You can send an empty array or whatever you want, or maybe you can
handle
that in the controller

Javier Q.

happy moments are too short…

the search form worked and still works but it has a major flaw - when
the text_field_tag is left blank then all the db raws pop up on hitting
submit button.
How to prevent it?

I tried to substitute ‘if (search.present?)’ for just ‘if search’ in
disk.rb (the googled out trick seemed so logical) yet it availed of
nothing and all the records were displayed again.

Now what?

yours`
sehrguey

Javier Q. wrote in post #1067748:

You can send an empty array or whatever you want, or maybe you can
handle
that in the controller

Walter D. wrote:

You could kink the form to only submit if there is a value in the search
field, you would do that with JavaScript. Something like this (inline)
or better you would use Prototype or jQuery to write an unobtrusive
handler.

O weh, dear sirs,

If I could I would but before I should know the way to. Presently I
consider your enlightened talk with awe like some heaven dwellers’
parlance incomprehensible for mere mortals.
OK. I asked Google about sending arrays in rails and got another bowl of
geek-talk and changed ‘else find(:all)’ to whatever I wanted just to be
punished for transgressions of convention over configuration.
Then I added unobtrusive addition to form_tag which seasoning brought no
changes to conventional displaying of everything not searched for.

Of course, RoR has means and ways to solve a petty problem like this
one. The only queston is` ‘where to discover?’

yours`
sehrguey

On 8 July 2012 07:33, sehrguey o. [email protected] wrote:

or better you would use Prototype or jQuery to write an unobtrusive
Then I added unobtrusive addition to form_tag which seasoning brought no
changes to conventional displaying of everything not searched for.

Of course, RoR has means and ways to solve a petty problem like this
one. The only queston is` ‘where to discover?’

I would start by working right through some good Ruby tutorials (to
understand the language better) and also through some good Rails
tutorials (railstutorial.org is good and is free to use online) to
understand the Rails magic. Take a week out to do that and then you
should be good to tackle a multitude of problems.

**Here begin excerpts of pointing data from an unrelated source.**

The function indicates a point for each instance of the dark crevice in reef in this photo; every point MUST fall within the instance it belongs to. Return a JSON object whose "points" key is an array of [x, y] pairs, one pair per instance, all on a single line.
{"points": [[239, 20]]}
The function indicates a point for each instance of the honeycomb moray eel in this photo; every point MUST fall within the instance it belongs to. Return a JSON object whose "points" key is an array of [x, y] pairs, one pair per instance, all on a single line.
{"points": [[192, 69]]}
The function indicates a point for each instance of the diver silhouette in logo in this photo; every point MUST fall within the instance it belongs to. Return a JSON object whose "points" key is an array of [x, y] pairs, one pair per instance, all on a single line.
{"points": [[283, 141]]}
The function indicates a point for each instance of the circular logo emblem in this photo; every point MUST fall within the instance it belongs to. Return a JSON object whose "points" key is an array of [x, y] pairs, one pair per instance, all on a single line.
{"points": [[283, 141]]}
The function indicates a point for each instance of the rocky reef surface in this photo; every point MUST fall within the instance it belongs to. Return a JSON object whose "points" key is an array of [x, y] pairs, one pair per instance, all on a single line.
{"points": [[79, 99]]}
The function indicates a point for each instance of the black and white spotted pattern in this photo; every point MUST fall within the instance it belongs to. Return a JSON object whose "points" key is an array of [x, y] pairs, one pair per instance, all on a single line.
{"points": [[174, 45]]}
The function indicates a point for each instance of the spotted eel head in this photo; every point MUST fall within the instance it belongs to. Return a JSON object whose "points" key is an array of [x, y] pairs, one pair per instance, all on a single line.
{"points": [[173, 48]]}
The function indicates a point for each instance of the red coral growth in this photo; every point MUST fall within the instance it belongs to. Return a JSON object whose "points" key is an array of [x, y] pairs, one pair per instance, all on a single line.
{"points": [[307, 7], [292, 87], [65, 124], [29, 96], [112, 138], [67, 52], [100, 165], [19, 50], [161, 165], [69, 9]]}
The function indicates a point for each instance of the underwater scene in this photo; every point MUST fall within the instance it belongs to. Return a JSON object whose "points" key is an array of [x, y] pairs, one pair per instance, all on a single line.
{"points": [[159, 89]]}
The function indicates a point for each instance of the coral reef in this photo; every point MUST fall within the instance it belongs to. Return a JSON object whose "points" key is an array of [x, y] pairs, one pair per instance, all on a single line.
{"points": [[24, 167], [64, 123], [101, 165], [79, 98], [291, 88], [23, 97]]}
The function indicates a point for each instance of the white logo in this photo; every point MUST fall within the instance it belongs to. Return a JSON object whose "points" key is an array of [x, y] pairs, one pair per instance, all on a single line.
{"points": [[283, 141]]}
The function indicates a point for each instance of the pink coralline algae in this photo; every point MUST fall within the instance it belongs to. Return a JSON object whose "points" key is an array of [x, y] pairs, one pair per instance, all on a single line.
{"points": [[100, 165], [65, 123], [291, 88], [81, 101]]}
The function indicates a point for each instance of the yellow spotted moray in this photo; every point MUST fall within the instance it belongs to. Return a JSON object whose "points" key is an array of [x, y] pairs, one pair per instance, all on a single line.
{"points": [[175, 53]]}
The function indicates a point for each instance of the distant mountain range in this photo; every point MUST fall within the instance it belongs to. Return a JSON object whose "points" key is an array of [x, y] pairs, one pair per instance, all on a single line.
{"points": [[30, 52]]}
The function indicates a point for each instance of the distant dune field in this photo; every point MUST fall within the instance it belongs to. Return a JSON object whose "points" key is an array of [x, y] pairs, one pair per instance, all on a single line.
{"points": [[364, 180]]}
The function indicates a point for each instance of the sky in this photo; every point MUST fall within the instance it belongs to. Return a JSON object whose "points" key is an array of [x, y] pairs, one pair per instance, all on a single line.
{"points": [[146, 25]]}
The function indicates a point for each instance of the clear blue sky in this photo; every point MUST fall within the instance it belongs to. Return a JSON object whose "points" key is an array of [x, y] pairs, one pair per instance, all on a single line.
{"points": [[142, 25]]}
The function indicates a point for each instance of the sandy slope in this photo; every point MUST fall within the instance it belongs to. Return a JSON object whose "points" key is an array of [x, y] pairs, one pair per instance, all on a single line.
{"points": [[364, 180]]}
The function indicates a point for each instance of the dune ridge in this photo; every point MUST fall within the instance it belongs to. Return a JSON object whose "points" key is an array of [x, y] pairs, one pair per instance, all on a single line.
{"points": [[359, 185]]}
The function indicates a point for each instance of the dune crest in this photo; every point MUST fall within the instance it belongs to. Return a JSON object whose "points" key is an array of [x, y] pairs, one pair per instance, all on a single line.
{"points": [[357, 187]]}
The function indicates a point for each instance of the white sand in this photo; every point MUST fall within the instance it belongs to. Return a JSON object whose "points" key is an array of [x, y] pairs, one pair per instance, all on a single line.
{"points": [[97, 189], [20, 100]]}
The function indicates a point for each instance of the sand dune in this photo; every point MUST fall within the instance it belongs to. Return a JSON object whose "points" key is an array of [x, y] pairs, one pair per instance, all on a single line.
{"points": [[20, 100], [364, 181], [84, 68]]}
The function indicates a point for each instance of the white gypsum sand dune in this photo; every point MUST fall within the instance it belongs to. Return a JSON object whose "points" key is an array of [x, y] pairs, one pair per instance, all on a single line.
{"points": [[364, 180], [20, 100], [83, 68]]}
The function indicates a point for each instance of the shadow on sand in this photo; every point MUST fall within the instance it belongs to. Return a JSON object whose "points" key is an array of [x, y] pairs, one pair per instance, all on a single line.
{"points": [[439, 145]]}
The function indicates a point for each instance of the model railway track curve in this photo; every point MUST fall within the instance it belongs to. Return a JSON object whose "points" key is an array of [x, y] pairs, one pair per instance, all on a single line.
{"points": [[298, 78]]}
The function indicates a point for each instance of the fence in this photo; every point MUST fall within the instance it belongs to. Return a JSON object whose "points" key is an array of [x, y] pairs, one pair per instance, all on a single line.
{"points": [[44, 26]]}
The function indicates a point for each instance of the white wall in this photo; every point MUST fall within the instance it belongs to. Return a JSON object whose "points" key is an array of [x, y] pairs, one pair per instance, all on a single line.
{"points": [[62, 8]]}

Also monitor this list. Any time that you understand the question
then follow the replies and attempt to understand the answers. That
way you will learn a lot. In no time you will find yourself answering
questions.

Colin

Your controller is using this method to load results on your index page,
whether or not any search was performed. So it’s perfectly reasonable
for the empty search to return all results.

def self.search(search)
if search
find(:all, :conditions=>[‘name LIKE ?’, “%#{search}%”])
else
find(:all)
end
end
end

def index
@disks = Disk.search(params[:search]) # <-- right here

respond_to do |format|
format.html # index.html.erb
format.json { render json: @disks }
end
end

If you kink the self.search method to only return results if there is a
non-empty search request, then you will never see anything on your
normal index view unless a search request has been entered.

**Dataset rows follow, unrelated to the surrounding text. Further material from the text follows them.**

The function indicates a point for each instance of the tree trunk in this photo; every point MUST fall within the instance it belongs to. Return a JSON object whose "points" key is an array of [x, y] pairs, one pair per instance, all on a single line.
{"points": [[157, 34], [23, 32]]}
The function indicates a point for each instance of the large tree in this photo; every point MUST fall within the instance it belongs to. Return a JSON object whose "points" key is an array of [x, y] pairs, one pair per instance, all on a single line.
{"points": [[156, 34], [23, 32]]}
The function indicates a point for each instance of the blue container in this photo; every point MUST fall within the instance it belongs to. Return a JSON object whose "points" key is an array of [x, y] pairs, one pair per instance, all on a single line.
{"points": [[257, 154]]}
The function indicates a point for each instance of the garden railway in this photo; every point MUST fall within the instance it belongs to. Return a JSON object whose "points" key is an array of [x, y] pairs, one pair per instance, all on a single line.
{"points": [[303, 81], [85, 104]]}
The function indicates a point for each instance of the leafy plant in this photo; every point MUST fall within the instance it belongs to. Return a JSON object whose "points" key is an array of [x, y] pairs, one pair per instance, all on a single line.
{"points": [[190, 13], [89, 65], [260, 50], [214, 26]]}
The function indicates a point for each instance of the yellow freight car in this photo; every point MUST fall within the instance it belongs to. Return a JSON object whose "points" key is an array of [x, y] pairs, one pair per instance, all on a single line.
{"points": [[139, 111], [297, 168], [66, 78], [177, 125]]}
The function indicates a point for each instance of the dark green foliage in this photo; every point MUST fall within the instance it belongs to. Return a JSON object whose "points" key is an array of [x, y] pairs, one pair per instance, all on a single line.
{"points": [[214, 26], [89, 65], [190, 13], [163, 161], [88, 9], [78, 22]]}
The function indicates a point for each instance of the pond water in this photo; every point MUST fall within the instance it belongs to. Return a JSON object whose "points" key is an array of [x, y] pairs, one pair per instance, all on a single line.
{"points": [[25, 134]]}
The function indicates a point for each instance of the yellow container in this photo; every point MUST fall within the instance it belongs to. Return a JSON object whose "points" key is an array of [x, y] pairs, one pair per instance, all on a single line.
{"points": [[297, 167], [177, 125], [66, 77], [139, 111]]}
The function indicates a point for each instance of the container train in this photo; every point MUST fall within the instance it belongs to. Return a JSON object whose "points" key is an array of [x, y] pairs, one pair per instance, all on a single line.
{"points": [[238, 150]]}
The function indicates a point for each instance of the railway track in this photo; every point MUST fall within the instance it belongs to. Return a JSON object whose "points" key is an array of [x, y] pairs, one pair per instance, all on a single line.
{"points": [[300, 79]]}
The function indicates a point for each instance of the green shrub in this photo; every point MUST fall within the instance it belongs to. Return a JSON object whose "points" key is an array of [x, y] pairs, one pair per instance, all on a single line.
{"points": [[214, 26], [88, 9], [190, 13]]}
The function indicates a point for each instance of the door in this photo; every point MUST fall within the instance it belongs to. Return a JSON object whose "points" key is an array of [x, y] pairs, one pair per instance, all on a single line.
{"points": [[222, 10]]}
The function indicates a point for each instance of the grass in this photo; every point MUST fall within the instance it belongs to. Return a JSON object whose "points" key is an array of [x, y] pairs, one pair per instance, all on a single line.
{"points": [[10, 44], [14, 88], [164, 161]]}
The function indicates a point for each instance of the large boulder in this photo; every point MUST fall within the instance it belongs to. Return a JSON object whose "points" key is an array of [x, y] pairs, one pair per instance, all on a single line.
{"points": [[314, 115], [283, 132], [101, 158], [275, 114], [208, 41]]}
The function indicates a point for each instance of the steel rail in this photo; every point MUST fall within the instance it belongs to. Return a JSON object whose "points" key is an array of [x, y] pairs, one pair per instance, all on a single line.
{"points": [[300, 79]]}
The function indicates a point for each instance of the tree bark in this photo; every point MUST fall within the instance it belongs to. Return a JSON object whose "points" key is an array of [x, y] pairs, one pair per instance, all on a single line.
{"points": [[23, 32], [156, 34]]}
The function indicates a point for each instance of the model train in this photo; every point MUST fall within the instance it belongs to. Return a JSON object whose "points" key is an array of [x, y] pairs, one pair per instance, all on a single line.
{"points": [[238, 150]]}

You could kink the form to only submit if there is a value in the search
field, you would do that with JavaScript. Something like this (inline)
or better you would use Prototype or jQuery to write an unobtrusive
handler.

<%= form_tag disks_path, :method => ‘get’, :onsubmit => “return
(this.search.value != ‘’)” do %>

Walter

Colin L. wrote in post #1067862:

I would start by working right through some good Ruby tutorials (to
understand the language better) and also through some good Rails
tutorials (railstutorial.org is good and is free to use online) to
understand the Rails magic.

thank you Colin,

you are right railstutorial.org is outright good and I did all of it.
Unfortunately, it has no search form whatsoever. Neither do intensely
good tutorials at Getting Started with Rails — Ruby on Rails Guides

That’s why I knocked at this here forum asking for help of those who
understand the language and the Rails better.